What if we follow their lead?
Theologian Tom Wright has said, “Because of the cross, being a Christian, or being a church, does not mean claiming that we’ve got it all together. It means claiming that God’s got it all together; and that we are merely, as Paul says, those who are overwhelmed by [God’s] love.” 
If we trust God’s got it all together, and we don’t, we can trust God’s promise, that God is working to bring hope and life to this world. Even to the most devastating of places and scenarios. That every act of grace and kindness, every step away from the usual human violence and hatred and retaliation and revenge, is inspired by and led by God. That can be our hope and prayer.
And if God can use a Persian emperor to bring about restoration, God also can use you. That’s central to Jesus’ hope. He called people to follow, to become like him, to be shaped by love of God and neighbor, because God needs as many hands as possible to bring about the healing that is needed.
And yes, we feel we aren’t up to the task. We feel helpless here, in our place. We don’t elect every leader in Congress, we don’t have the ability to shape foreign crises personally. We can’t even fix our own city. We despair that it seems we lack the ability to help in anything that really matters.

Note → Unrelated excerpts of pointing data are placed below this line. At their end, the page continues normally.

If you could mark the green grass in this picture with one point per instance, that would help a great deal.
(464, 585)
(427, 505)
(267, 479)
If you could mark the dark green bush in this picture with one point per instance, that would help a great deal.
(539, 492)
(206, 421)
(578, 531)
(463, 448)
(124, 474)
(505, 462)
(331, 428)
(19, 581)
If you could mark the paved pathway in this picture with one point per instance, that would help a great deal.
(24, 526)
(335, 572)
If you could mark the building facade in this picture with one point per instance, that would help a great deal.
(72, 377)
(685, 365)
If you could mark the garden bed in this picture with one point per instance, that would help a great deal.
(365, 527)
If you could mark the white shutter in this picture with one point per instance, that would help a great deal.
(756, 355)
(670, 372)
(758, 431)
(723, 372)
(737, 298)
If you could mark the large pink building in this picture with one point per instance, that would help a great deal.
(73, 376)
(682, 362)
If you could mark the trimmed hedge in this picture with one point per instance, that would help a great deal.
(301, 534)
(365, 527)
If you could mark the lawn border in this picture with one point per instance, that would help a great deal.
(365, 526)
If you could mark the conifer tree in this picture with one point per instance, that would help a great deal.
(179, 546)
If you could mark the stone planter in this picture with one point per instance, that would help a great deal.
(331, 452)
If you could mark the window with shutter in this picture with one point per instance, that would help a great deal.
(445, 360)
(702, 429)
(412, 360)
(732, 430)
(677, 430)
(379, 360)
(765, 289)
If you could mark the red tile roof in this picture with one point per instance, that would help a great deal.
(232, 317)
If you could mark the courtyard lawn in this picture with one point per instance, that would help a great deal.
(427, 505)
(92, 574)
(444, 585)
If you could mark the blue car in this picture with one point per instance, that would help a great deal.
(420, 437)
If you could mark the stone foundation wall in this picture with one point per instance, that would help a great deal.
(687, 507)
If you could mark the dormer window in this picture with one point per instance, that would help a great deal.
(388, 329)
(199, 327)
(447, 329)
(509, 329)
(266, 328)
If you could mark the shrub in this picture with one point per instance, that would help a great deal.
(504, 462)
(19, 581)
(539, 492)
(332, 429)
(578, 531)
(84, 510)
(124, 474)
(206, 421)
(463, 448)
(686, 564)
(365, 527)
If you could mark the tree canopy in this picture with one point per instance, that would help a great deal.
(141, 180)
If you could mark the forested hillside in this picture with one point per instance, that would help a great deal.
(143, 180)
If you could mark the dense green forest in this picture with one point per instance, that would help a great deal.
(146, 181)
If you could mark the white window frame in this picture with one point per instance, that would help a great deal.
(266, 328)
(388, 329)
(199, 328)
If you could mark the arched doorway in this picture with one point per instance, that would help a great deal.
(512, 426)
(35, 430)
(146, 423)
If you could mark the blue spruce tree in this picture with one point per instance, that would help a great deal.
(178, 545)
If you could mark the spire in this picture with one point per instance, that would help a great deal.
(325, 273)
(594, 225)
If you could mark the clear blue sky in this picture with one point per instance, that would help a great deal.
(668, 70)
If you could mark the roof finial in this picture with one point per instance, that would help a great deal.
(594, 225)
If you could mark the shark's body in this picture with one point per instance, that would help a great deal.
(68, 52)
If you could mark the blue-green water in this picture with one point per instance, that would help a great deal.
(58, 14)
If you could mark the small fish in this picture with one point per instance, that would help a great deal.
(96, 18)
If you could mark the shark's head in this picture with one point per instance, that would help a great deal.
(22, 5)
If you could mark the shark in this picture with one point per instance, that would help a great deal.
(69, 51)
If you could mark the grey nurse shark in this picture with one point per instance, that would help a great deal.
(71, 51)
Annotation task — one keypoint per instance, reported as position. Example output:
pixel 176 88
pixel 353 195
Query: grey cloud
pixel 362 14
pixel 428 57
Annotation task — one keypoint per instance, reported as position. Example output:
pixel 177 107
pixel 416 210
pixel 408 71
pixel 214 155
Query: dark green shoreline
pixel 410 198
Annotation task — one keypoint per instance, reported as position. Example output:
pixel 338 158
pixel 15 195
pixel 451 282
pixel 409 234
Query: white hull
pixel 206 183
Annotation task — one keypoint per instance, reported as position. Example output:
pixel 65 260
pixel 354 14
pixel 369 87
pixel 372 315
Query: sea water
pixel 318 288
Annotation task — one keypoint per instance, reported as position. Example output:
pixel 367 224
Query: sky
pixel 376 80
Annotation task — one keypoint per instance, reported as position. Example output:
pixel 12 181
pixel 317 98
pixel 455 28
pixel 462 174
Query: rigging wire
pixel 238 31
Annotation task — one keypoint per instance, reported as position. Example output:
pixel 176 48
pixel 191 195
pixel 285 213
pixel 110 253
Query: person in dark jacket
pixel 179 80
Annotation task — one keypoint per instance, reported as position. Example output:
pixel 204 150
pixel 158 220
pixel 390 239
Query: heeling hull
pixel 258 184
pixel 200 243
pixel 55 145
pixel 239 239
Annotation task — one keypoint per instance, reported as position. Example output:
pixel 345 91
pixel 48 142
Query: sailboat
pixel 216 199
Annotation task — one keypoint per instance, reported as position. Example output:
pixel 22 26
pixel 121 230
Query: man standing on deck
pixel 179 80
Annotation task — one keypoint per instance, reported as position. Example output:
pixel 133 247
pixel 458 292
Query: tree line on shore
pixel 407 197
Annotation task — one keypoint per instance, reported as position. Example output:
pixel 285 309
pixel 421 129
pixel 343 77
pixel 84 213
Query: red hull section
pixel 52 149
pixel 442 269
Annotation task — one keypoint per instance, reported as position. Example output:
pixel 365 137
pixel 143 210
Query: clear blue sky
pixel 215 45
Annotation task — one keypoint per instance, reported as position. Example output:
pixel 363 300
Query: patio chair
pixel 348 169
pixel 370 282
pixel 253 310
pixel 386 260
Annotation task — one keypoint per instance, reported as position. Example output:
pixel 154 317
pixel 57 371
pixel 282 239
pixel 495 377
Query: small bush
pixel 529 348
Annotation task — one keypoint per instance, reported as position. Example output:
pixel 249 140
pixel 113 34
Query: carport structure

But Jesus seems to think you’re critical to all this. That you, with a changed, new heart, filled with God’s Spirit, will make a difference that will tip the scales. That your love of neighbor, your careful voting, your engagement with your neighborhood, your prayer and supplication, your ability to hold in tension seemingly contrasting truths and find hope, all this makes a difference. You make a difference, Jesus thinks. Even if you can’t see it.
Like Paul’s Thessalonians.
Their trust in a living God whom they can’t limit or control, instead of whatever idols they’ve had, made them into people of grace and hope and healing that became known all over the region. They had no ability to control the Roman emperor, or probably even affect much beyond their own towns and villages. And yet Paul says the word got out: these people are living as Christ in the world and making a difference.
And since you are loved by God in Christ, since you are made in the image of God – that’s the image printed on you, not Caesar’s – when you give to God what is God’s, you give yourself, and you, too, will change the world. And even if you can’t see it, God can.
In the name of the Father, and of the + Son, and of the Holy Spirit. Amen
 N. T. Wright, For All God’s Worth, p. 20; Wm. B. Eerdmans Publishing Co., Grand Rapids, MI; © 2007.